Под взглядом комиссара старший домовой заёрзал, покраснел, побледнел, пошёл пятнами.
— Мне бы не хотелось… при всех… в конце концов, это моё личное дело и вы не…
— Брадзинский, — с отеческой улыбкой повернулся ко мне Жерар, — всё-таки вы ещё молоды и упустили пару важных моментов. Зачем хозяину дома, где все давно знают друг друга, на ночь глядя переодеваться в парадный костюм? Кто именно впустил в дом несчастную жертву? Не знаете… Месье Бобёрский, вы сами расскажете или мне объяснить? Ну что ж, — так и не дождавшись ответа, продолжил комиссар. — Сатиры-медики, увозившие тело, отметили подозрительный шум в шкафу. Я попросил их вернуться и проверить. И хотя все задержанные были отвезены в отделение, тем не менее они обнаружили там ещё одно неслучайное лицо. Вашу тайную любовницу, месье Бобёрский!
— Тоже мне тайна, — фыркнула Амалия, скрещивая руки на груди. — Разве что от его брата и вон той ревнивой дуры.
— Попрошу не перебивать господина комиссара! — грозно возвысил голос Флевретти, затушив возможность скандала ещё в зародыше.
— Благодарю, Фурфур. — Шеф досадливо улыбнулся. — Итак, мадемуазель Роберта Тюссон только что призналась мне по телефону, что они с подругой, мадемуазель Манон, решили покутить. Она незаметно впустила её в дом через окно в библиотеке за обещание подсмотреть, как та заставит майора вновь играть с ней в грязные ролевые игры вьетнямнямских повстанцев. Поэтому и спряталась в шкаф. Но игра неожиданно пошла не так, как ожидали шалуньи.
— Она так и сидела в шкафу всё это время?! — не поверили все.
— Увы, да. Конечно, она много раз пыталась выйти, но каждый раз ей мешали. Не буду повторно перечислять каждого, кто заходил в комнату и душил нашу жертву.
— Но почему она ни разу не вмешалась?! — возмутилась секретарша.
— Ну, видимо, быть подругой — ещё не значит быть героем. Бедняжка утверждает, что просто упала в обморок от увиденного. А когда пришла в себя, было уже поздно. К сожалению, мы ничего не сможем доказать и вынуждены принять её слова на веру.
— А почему она не приехала сюда?
— Она сейчас в больнице, приедет, когда ей разрешат врачи, и тогда мы снимем с неё показания уже официально.
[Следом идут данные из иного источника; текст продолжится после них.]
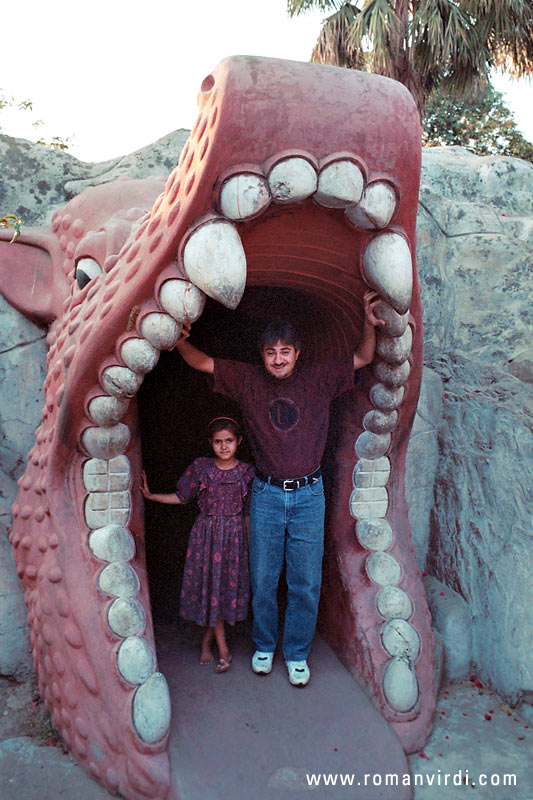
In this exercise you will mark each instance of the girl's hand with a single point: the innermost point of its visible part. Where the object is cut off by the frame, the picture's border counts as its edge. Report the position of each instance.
(143, 488)
(370, 301)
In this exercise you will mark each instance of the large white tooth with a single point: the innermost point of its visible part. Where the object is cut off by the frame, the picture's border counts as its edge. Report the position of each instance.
(372, 445)
(112, 543)
(393, 377)
(388, 268)
(393, 602)
(394, 350)
(107, 508)
(182, 300)
(339, 185)
(292, 180)
(376, 208)
(374, 534)
(369, 473)
(214, 260)
(369, 503)
(107, 476)
(386, 399)
(400, 639)
(121, 382)
(151, 709)
(139, 355)
(244, 196)
(380, 422)
(126, 617)
(135, 660)
(119, 580)
(383, 568)
(106, 443)
(160, 330)
(395, 324)
(107, 411)
(400, 685)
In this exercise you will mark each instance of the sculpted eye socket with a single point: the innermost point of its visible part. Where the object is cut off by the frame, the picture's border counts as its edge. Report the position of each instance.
(86, 270)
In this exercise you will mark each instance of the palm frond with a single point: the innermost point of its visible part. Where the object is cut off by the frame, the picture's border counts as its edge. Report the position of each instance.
(295, 7)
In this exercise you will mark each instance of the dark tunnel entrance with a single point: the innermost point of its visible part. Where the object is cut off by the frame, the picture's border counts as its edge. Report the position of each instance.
(176, 404)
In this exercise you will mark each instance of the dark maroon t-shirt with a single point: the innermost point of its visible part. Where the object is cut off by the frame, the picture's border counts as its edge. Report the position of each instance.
(286, 420)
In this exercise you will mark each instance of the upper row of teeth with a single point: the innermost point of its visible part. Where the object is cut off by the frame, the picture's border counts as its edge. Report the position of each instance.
(213, 257)
(214, 260)
(340, 184)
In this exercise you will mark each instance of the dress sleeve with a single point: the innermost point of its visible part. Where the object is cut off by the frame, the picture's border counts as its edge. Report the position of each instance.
(229, 378)
(189, 484)
(247, 489)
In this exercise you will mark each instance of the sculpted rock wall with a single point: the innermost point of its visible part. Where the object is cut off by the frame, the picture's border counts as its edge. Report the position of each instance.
(475, 254)
(472, 523)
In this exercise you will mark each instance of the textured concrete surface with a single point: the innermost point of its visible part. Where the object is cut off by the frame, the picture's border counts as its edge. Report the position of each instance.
(243, 735)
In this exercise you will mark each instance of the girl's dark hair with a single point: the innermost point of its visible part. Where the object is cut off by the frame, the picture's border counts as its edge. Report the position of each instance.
(279, 331)
(223, 424)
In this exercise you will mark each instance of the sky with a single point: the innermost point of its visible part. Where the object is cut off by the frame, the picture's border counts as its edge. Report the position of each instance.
(113, 76)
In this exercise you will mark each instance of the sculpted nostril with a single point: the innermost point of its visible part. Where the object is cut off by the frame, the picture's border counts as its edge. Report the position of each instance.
(207, 84)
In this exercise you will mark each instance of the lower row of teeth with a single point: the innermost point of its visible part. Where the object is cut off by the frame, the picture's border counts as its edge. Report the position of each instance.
(107, 480)
(214, 260)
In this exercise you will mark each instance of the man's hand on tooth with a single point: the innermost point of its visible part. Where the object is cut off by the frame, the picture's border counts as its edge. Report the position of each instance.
(185, 333)
(370, 300)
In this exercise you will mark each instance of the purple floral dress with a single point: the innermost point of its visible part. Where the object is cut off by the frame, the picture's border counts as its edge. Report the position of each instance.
(216, 583)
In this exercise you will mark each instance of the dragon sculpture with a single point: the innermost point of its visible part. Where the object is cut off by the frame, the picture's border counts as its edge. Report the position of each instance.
(295, 176)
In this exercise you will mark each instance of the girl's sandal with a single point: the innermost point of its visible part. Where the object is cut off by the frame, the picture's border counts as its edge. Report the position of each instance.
(223, 665)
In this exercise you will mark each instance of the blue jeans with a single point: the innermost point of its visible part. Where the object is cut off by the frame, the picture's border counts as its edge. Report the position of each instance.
(286, 526)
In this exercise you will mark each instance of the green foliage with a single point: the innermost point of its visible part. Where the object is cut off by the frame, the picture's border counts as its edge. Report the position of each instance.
(480, 123)
(16, 222)
(426, 44)
(10, 102)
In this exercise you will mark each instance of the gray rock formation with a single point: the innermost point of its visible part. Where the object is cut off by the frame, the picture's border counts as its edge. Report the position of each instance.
(472, 525)
(475, 255)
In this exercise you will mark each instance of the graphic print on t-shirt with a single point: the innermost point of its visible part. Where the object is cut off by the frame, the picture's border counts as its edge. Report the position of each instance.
(284, 414)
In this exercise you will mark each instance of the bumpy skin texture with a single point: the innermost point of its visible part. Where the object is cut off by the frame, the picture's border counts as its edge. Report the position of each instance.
(296, 176)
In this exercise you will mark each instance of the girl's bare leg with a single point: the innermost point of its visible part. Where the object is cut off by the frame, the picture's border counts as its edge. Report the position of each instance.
(223, 651)
(206, 656)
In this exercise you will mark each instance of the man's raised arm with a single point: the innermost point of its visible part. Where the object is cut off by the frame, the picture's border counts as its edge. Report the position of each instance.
(367, 346)
(191, 355)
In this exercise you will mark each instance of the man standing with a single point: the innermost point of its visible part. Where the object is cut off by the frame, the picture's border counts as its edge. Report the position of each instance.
(285, 407)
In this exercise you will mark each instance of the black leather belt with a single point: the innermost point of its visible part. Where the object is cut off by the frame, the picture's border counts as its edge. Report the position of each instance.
(290, 484)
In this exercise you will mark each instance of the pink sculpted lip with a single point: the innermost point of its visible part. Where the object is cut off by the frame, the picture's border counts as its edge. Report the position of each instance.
(319, 204)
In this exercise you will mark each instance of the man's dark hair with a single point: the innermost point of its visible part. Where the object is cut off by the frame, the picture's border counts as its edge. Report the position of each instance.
(279, 331)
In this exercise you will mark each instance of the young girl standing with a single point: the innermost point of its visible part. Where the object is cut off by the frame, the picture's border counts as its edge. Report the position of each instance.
(215, 586)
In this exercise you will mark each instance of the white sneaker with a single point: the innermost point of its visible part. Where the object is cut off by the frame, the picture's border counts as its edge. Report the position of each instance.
(299, 673)
(262, 662)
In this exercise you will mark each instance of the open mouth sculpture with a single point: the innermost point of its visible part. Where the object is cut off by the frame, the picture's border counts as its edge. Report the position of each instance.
(295, 176)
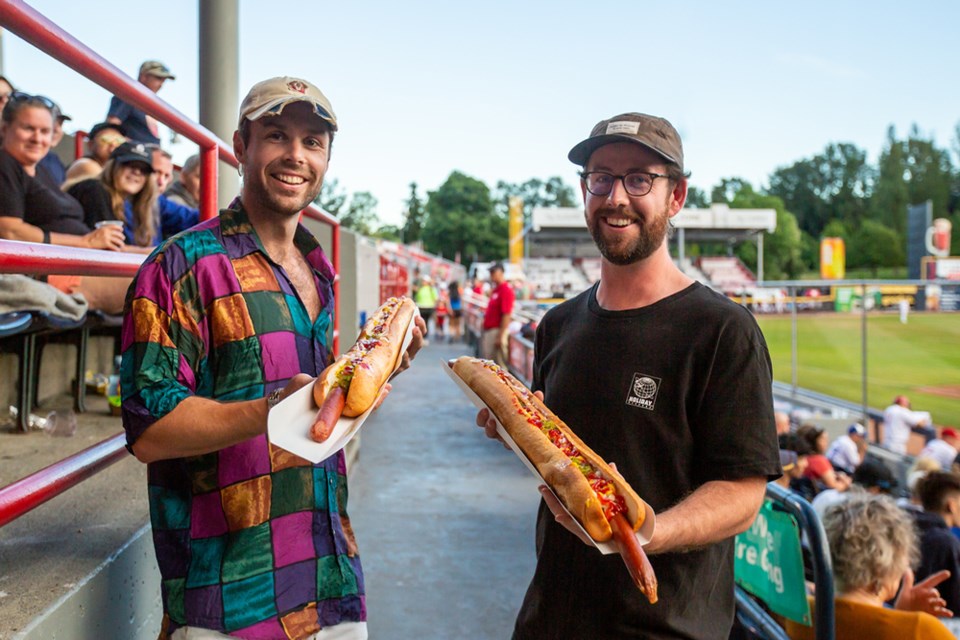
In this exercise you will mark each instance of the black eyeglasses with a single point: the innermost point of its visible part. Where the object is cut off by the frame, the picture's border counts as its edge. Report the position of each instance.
(638, 183)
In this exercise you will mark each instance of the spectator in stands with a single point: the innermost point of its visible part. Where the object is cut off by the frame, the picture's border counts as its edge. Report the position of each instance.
(456, 310)
(51, 162)
(783, 422)
(819, 470)
(103, 138)
(943, 449)
(124, 191)
(185, 190)
(872, 546)
(939, 494)
(846, 452)
(497, 317)
(667, 378)
(899, 421)
(32, 208)
(872, 475)
(138, 125)
(257, 540)
(425, 295)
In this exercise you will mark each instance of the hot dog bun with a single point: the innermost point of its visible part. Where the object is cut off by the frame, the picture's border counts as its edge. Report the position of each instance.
(364, 369)
(520, 411)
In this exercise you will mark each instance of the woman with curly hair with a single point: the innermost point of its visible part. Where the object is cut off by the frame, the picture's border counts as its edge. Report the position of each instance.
(873, 545)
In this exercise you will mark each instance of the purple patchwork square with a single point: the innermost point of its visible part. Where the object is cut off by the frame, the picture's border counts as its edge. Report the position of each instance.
(244, 461)
(205, 604)
(292, 539)
(206, 516)
(296, 585)
(278, 351)
(265, 630)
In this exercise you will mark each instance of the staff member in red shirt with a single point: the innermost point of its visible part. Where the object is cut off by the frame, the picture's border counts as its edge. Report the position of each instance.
(497, 317)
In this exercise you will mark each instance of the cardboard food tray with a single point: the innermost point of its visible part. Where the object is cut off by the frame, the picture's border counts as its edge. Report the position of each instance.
(649, 522)
(288, 424)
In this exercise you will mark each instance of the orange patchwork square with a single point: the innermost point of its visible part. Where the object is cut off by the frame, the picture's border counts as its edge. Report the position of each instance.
(150, 323)
(246, 504)
(230, 320)
(255, 274)
(300, 624)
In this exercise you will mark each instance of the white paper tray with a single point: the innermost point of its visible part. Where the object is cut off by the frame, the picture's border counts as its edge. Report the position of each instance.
(649, 522)
(288, 424)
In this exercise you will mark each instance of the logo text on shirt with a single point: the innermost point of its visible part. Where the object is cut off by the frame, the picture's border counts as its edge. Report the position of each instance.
(643, 391)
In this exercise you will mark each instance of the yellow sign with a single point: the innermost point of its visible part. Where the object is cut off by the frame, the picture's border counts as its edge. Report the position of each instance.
(833, 259)
(515, 229)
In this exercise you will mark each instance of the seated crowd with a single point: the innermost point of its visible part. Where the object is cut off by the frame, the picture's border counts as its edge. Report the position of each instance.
(896, 563)
(113, 198)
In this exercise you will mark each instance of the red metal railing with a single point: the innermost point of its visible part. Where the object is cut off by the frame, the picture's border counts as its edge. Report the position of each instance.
(38, 259)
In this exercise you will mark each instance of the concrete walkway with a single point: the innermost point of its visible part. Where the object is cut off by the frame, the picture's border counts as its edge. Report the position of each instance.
(443, 515)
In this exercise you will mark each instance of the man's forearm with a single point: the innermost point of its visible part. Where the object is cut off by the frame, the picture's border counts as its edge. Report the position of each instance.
(200, 425)
(717, 510)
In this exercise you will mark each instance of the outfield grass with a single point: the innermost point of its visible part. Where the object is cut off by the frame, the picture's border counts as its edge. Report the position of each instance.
(901, 358)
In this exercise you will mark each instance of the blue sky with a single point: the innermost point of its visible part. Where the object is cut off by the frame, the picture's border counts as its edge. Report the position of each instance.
(501, 90)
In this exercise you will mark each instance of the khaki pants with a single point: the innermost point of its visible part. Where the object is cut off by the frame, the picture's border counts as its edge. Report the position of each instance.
(493, 348)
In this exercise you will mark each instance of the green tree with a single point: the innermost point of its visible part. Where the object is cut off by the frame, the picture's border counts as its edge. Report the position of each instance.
(361, 214)
(874, 245)
(413, 217)
(461, 221)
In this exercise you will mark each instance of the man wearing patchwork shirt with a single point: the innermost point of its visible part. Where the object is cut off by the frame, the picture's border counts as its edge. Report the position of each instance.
(222, 322)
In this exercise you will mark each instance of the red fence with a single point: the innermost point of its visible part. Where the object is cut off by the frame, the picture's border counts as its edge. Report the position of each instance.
(40, 259)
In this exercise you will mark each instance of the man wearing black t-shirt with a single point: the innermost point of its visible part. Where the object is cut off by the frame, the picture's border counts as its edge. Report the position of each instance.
(669, 380)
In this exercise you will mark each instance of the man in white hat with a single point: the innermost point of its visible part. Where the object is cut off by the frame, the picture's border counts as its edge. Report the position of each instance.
(224, 321)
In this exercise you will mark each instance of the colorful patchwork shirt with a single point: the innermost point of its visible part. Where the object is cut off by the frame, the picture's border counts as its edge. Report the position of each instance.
(251, 540)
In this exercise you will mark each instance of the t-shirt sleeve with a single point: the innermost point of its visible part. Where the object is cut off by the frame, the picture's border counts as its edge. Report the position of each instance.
(175, 217)
(12, 188)
(162, 348)
(735, 430)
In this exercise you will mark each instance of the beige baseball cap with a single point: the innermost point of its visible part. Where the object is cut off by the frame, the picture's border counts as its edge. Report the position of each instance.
(268, 98)
(652, 132)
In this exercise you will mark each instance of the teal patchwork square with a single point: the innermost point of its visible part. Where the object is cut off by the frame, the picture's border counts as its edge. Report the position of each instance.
(206, 558)
(248, 601)
(249, 552)
(169, 509)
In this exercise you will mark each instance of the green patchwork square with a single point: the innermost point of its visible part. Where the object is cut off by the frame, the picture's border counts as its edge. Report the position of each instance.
(292, 491)
(335, 578)
(168, 509)
(248, 601)
(243, 366)
(174, 590)
(206, 557)
(249, 552)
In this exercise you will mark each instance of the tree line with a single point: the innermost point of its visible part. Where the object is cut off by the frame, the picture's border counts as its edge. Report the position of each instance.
(835, 193)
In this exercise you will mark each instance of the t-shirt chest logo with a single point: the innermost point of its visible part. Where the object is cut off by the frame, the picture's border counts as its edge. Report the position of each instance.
(643, 391)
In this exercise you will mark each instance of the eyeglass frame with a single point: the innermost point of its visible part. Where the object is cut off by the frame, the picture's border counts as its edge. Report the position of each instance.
(584, 175)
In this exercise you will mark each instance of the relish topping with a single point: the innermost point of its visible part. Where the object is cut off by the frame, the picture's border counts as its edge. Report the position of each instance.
(610, 502)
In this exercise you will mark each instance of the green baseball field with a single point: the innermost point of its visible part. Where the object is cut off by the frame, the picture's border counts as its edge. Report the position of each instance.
(920, 359)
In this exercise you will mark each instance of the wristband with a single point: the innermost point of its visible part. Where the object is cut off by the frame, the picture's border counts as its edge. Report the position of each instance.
(274, 398)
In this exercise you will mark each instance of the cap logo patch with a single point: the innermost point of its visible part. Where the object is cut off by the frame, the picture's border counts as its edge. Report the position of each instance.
(624, 126)
(296, 85)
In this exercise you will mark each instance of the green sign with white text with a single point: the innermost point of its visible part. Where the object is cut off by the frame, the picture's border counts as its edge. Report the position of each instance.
(769, 564)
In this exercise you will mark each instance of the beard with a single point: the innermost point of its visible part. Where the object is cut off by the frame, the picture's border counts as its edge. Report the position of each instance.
(266, 200)
(625, 252)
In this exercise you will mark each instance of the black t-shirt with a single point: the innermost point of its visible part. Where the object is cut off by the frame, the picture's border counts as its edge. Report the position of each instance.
(676, 393)
(93, 197)
(35, 201)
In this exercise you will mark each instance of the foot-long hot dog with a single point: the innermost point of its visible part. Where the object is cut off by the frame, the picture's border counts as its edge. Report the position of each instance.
(352, 383)
(600, 500)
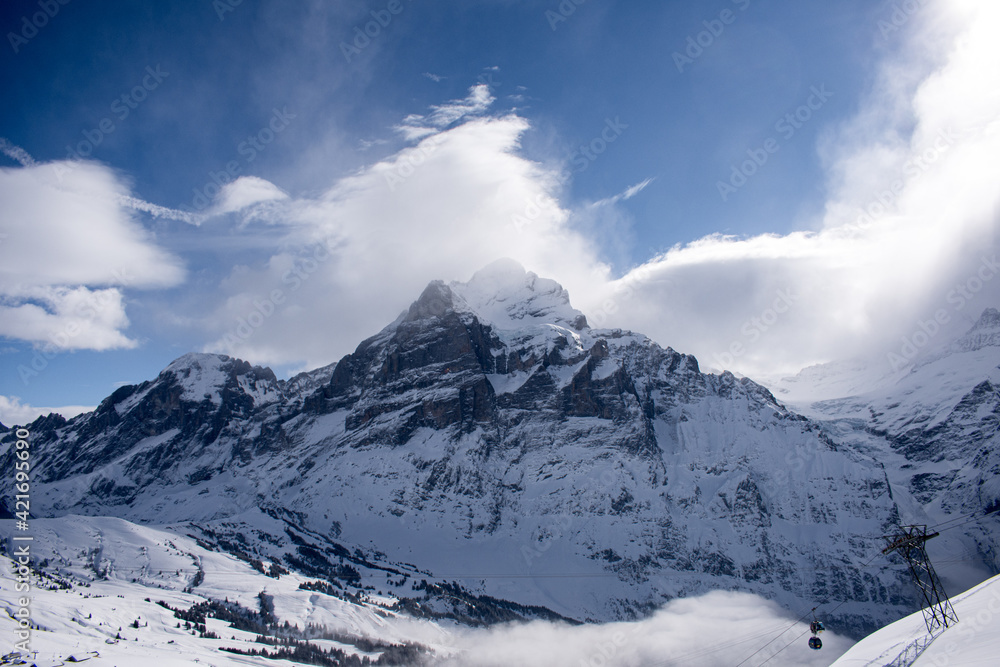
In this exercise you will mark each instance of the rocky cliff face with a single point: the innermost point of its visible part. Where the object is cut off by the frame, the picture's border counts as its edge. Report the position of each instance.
(490, 438)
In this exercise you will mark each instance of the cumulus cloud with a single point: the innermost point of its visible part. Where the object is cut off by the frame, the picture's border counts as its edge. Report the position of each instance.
(719, 628)
(246, 191)
(911, 217)
(68, 250)
(15, 413)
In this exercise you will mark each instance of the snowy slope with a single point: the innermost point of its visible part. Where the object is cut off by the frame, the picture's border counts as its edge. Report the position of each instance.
(97, 585)
(973, 641)
(936, 428)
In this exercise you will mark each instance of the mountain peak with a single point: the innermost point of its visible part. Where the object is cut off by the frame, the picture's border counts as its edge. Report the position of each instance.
(984, 333)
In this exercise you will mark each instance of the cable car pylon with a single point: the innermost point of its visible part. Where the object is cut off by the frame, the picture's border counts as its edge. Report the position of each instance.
(910, 542)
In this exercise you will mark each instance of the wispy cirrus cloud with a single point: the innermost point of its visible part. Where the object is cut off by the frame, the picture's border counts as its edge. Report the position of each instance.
(70, 248)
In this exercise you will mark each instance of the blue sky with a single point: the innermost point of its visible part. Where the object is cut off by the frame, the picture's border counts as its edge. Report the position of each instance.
(135, 106)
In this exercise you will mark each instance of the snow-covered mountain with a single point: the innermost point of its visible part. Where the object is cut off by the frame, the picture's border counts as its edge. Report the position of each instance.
(972, 641)
(490, 443)
(936, 427)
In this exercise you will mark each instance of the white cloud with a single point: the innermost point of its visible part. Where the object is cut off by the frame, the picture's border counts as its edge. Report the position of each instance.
(68, 250)
(417, 126)
(363, 250)
(15, 413)
(719, 628)
(920, 157)
(246, 191)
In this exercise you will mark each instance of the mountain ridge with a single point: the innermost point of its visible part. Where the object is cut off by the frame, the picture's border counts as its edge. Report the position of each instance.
(490, 431)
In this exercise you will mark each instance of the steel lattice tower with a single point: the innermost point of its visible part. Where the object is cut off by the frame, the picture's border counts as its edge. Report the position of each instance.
(911, 542)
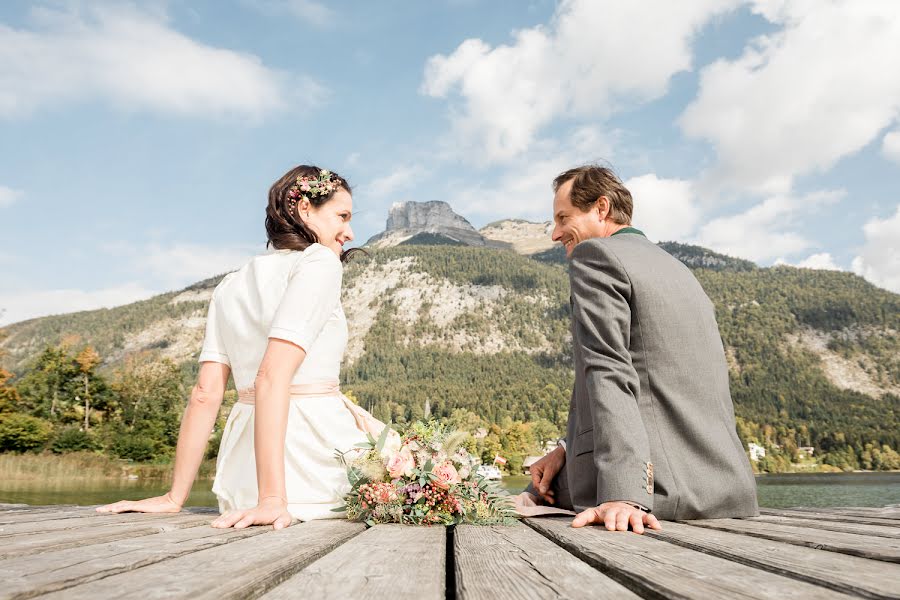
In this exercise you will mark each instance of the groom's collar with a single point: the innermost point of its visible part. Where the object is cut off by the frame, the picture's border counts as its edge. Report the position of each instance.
(629, 230)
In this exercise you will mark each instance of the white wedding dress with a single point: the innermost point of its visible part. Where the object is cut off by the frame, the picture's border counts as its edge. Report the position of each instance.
(294, 296)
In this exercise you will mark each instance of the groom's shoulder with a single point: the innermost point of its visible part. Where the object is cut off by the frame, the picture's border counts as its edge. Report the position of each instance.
(617, 246)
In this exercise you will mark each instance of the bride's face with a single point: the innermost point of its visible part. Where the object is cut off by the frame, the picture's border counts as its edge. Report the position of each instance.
(331, 221)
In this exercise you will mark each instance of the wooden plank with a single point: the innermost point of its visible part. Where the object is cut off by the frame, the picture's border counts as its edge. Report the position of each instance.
(517, 563)
(654, 568)
(876, 548)
(59, 540)
(76, 522)
(847, 574)
(829, 516)
(847, 526)
(29, 576)
(887, 512)
(22, 515)
(378, 563)
(242, 569)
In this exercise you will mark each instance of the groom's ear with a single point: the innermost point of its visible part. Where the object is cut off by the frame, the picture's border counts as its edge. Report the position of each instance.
(602, 208)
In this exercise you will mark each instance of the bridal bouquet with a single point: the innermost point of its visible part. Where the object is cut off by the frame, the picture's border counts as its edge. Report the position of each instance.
(423, 477)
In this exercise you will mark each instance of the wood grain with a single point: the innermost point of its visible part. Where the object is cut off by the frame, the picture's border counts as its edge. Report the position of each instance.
(517, 563)
(380, 563)
(654, 568)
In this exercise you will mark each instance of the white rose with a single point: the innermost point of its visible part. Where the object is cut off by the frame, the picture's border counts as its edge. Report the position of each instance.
(391, 445)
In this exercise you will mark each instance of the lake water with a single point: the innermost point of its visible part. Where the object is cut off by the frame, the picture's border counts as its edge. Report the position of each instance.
(775, 491)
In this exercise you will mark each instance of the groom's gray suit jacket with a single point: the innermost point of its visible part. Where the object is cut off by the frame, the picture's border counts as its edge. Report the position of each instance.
(651, 419)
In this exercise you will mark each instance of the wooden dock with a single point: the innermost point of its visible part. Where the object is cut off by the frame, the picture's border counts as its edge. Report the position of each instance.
(73, 552)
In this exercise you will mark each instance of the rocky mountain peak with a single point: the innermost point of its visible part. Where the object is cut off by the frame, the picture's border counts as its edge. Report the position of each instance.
(425, 216)
(434, 220)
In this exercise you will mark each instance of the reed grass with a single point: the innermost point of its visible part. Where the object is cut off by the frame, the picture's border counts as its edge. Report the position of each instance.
(85, 465)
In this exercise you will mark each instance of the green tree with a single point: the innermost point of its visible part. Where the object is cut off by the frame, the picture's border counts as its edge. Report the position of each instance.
(87, 360)
(23, 433)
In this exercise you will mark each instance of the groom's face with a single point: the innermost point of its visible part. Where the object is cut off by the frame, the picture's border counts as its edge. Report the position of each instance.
(573, 225)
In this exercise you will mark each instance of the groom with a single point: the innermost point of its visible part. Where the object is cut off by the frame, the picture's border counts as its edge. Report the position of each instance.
(651, 424)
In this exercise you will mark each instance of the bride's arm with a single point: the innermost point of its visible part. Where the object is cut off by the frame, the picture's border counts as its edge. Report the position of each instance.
(272, 386)
(196, 425)
(273, 381)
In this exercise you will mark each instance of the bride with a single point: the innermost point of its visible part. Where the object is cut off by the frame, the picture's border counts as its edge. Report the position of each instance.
(277, 325)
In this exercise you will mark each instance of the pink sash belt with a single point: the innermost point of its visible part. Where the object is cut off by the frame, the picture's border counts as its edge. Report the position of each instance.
(364, 420)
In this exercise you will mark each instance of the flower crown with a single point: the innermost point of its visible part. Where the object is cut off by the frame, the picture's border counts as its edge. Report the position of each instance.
(310, 187)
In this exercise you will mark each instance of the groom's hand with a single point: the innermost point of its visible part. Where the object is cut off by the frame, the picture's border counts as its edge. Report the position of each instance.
(543, 472)
(617, 516)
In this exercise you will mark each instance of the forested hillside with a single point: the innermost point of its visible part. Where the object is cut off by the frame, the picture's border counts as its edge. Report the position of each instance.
(479, 336)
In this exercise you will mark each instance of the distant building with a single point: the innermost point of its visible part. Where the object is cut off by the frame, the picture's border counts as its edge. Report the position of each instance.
(529, 460)
(756, 451)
— Но что с ней? Почему она никак не проявила себя за всё это время? И почему мы её не слышали? Не мог же обморок продлиться так долго.
— По её словам, да и врачи подтверждают, что в принципе это вполне реально, обморочное состояние часто переходит в глубокий и безмятежный сон. Нервы бедной девушки были настолько перенапряжены, что организм просто самоотключился. Но я думаю, она скорей всего проснулась во время допросов, испугалась присутствия полиции и просто решила незаметно уйти после всех. И если бы не сатиры, ей бы это удалось. Не расстраивайтесь, сержант. Вы ведь знаете, что сатиры обладают более чутким слухом, чем мы, черти. Он развит у них на генетическом уровне, с древних времён, чтобы не упустить наяду среди ужасного шума природы…
— Тогда остаётся ещё один вопрос. — Я был раздавлен, ошарашен и бит по всем статьям, но хоть как-то пытался сохранить лицо и повернулся к хозяину замка. — Куда собирался месье Жофрей Бобёрский? В то, что он так нарядился на свидание с любовницей, я не верю.
— Хорошо, вы меня этим уже достали. Я собирался в клуб! У нас в городе есть один тайный клуб ночного одиночества. Это весьма элитарное заведение, там всего семь клиентов, и каждый приходит в специально отведенный день недели.
— И что вы там делаете? — не выдержали все присутствующие.
— Ну-у, это интимный вопрос, — начал было домовой и, опустив голову, тихо признал: — Честно говоря, просто пьём. Самое дешёвое пойло. До самого свинского состояния. Поэтому и лучший костюм. Когда утром придёт прислуга, она должна видеть, что в луже лежит не какая-нибудь скотина, а настоящий джентльмен.
— Ну что ж, рад вам сообщить, — привстал комиссар Базиликус, — дамы и господа, что, поскольку между вами нет убийц, вы все свободны! Кроме мадемуазель Гонкур, разумеется. Ей будет предъявлено обвинение в краже.
— Но, шеф, — попытался вмешаться я, потому что всё ещё оставалось неясным, кто же тогда убийца.
Однако старина Жерар взмахом руки дал знак капралу открыть дверь, всем своим видом давая понять задержанным, чтобы те поторопились очистить помещение, пока он не передумал.